On the policy front, the governor's plan would begin to erode the government's unfunded pension liability by requiring most public employees to contribute more to their pensions, increasing the retirement age, rolling back some of a silly 9 percent compensation boost from the beginning of the decade, and suspending cost of living increases. With respect to health benefits, the key provision in Christie's proposal would force government employees to pay more toward their health care, from just 8 percent to a more sane 30 percent. By comparison, federal government employees pay 34 percent of the cost of their health benefits. While we don't see the necessary shift from defined benefit to defined contribution pension plans here, all of these things are positive proposals that move the Garden State in the right direction.
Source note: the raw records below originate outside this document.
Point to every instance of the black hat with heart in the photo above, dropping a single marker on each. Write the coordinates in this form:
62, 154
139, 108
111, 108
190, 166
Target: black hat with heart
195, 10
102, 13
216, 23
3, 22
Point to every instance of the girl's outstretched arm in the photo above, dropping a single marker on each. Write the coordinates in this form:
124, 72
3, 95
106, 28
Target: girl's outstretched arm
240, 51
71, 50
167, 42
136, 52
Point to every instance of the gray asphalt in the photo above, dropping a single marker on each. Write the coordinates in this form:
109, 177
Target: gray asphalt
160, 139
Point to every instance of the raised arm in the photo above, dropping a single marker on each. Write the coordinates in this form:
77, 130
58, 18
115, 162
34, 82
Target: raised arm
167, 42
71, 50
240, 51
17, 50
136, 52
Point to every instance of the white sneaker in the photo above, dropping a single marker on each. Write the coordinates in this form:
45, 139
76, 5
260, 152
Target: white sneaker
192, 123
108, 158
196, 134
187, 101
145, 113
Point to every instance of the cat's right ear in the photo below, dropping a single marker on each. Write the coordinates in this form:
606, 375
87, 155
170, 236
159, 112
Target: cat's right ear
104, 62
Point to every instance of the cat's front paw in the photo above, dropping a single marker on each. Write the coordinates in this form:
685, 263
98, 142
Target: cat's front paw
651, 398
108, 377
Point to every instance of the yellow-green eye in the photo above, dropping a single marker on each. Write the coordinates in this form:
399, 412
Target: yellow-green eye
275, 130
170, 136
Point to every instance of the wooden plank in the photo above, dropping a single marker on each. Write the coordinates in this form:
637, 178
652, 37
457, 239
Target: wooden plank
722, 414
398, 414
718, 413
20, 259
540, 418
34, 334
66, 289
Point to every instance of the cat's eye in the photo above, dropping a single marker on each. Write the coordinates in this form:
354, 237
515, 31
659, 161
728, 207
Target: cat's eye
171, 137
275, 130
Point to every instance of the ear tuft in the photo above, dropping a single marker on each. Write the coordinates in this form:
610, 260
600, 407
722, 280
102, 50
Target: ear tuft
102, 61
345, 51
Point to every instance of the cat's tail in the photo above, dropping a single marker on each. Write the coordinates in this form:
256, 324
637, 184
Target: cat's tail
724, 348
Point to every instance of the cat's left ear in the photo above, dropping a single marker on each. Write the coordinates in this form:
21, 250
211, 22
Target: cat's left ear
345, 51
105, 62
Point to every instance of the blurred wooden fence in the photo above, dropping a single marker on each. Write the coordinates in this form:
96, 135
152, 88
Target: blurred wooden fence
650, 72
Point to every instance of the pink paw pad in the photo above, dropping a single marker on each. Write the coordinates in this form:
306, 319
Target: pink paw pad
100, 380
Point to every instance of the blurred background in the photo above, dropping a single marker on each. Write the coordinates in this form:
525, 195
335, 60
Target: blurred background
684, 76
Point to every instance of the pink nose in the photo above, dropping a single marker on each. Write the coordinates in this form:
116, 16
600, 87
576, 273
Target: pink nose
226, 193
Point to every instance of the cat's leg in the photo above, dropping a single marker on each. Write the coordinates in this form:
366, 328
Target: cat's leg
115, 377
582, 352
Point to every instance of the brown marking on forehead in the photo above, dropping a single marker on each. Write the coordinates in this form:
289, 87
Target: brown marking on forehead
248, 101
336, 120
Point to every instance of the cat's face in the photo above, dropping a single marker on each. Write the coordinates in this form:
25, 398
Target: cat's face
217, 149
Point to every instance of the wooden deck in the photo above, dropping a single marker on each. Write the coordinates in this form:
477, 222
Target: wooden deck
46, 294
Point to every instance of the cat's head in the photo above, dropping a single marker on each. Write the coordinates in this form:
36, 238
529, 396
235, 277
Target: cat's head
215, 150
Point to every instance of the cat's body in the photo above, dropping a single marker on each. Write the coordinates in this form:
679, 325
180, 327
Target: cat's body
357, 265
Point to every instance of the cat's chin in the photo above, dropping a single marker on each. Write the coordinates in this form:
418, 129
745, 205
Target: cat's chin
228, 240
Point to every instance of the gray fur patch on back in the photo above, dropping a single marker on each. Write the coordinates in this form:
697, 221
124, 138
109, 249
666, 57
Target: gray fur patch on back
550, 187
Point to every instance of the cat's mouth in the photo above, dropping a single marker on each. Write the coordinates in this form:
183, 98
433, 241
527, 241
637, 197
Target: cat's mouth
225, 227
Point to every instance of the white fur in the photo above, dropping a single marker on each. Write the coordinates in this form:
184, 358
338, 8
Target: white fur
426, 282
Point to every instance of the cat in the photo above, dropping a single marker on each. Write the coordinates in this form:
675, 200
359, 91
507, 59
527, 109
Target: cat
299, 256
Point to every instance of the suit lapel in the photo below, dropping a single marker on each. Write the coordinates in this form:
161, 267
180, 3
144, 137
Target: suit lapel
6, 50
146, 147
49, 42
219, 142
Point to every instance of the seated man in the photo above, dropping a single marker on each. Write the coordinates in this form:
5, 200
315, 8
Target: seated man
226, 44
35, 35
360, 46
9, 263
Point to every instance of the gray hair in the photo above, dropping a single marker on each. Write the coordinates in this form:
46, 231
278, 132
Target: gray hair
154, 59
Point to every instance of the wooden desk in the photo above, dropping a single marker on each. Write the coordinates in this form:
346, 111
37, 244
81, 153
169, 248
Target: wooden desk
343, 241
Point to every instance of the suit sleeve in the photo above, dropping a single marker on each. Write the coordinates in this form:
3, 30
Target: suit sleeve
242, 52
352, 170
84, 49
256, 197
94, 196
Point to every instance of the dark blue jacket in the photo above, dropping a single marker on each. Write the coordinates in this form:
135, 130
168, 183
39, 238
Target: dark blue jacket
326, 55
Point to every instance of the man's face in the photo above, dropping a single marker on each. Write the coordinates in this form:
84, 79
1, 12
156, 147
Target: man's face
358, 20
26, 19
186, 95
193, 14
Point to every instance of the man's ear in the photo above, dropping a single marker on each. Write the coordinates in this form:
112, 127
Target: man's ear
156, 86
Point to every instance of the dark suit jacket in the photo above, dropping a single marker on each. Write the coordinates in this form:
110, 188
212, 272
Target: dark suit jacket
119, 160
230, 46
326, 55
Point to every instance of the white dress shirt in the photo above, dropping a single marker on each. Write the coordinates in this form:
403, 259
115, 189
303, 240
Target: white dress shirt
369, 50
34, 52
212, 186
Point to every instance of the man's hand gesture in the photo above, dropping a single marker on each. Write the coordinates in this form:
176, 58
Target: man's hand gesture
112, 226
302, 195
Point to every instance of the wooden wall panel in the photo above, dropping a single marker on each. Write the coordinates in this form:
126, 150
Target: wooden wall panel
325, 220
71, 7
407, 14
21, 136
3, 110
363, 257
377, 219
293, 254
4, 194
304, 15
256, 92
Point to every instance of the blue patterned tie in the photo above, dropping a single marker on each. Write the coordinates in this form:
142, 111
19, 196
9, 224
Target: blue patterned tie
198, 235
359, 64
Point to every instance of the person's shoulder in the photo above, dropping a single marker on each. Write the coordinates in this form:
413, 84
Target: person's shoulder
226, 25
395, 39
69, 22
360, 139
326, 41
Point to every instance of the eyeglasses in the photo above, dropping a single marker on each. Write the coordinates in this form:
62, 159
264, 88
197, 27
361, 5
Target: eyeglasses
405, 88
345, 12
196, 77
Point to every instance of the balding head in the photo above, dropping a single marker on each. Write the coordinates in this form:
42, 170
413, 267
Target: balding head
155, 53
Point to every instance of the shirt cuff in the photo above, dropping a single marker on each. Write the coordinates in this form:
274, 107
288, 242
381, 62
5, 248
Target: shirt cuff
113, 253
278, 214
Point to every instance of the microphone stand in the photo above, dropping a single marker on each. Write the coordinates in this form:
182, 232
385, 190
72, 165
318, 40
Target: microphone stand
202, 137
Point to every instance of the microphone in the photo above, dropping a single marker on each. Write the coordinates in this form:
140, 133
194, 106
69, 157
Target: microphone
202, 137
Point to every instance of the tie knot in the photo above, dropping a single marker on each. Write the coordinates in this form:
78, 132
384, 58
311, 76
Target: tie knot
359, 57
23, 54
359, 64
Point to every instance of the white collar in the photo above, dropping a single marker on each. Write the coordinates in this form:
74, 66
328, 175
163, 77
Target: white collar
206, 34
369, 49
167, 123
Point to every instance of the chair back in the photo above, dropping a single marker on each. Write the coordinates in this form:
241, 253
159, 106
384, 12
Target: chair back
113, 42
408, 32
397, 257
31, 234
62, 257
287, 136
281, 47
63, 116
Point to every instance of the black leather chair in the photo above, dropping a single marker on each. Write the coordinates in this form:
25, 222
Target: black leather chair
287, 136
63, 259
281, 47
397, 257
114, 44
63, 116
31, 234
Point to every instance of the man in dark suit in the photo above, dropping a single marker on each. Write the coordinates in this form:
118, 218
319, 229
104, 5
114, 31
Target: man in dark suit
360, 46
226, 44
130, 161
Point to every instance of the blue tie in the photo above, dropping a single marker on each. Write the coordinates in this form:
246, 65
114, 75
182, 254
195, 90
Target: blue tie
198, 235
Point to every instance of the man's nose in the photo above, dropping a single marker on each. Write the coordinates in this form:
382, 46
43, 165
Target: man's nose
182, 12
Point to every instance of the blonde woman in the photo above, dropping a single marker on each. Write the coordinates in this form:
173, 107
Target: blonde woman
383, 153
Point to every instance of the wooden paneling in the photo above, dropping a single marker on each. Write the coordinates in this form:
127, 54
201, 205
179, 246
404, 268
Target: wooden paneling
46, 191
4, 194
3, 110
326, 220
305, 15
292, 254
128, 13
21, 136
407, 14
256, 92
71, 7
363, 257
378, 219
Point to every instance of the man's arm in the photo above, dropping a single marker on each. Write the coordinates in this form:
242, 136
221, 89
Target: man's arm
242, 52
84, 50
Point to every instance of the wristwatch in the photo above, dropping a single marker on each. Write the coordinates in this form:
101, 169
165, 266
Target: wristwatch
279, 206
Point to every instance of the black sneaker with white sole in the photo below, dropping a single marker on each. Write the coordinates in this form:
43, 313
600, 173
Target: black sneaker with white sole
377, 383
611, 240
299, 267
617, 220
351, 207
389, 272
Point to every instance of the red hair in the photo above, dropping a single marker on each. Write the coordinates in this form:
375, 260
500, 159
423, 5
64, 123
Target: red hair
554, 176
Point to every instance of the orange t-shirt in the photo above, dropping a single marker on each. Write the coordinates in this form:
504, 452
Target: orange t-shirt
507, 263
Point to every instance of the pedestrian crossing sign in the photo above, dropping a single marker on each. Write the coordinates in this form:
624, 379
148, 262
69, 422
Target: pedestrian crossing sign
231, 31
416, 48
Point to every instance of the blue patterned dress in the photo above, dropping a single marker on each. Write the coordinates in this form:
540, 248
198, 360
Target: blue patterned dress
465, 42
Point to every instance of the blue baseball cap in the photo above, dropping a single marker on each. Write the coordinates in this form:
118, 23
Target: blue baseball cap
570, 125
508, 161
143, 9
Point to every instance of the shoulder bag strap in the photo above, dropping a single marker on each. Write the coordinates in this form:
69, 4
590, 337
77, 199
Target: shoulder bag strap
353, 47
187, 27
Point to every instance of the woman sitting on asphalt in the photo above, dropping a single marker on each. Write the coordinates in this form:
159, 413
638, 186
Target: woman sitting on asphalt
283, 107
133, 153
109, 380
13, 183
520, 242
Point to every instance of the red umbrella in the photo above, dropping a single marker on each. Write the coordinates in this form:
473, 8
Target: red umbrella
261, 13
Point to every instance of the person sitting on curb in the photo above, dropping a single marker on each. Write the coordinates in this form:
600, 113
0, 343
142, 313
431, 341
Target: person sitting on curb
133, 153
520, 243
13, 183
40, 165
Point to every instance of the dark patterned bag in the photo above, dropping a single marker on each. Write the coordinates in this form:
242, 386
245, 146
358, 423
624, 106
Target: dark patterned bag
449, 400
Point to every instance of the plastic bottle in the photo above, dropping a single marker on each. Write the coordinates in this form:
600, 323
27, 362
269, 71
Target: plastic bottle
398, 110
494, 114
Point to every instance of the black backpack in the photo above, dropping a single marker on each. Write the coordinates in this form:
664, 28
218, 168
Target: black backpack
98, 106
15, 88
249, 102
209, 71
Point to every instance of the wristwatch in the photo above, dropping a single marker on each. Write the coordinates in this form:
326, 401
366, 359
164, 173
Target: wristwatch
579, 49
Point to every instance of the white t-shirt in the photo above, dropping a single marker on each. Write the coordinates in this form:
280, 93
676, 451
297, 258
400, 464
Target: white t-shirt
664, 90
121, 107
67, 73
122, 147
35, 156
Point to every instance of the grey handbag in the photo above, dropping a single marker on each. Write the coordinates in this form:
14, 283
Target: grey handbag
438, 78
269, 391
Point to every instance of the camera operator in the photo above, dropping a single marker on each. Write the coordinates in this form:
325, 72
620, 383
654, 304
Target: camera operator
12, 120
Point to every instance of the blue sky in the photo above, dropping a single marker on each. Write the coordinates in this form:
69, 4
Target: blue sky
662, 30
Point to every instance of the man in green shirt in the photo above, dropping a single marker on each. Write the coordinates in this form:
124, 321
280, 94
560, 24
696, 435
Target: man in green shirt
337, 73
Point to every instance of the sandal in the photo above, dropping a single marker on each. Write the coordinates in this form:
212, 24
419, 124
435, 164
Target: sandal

What is particularly exciting for the rest of the country, though, is that voters like this stuff, and like the guy proposing it. Last month, a Quinnipiac poll found Gov. Christie more popular then President Obama in blue New Jersey, with an approve/disapprove rating at 51/39 to the president's 47/47. More telling is a Monmouth University poll from last week that shows the public largely agrees with the governor's approach to reforming government employee compensation. 62 percent of registered voters say there is no need for higher benefits for public employees. 46 percent (up from 39 percent in 2008) believe pension benefits for existing employees should be cut. And 78 percent believe public employees should a greater share of their health care premiums than the current 8 percent.
This is good news for conservatives. While we have always known that reforms such as these are correct from a policy perspective, we had to deal with weak-kneed elected officials who thought them too politically difficult. Through the public support of Gov. Christie's agenda, we see that the days of public sector unions using effective scare tactics to scuttle meaningful reforms are ending. There is simply no excuse for the wave of incoming Republican governors to ignore this issue.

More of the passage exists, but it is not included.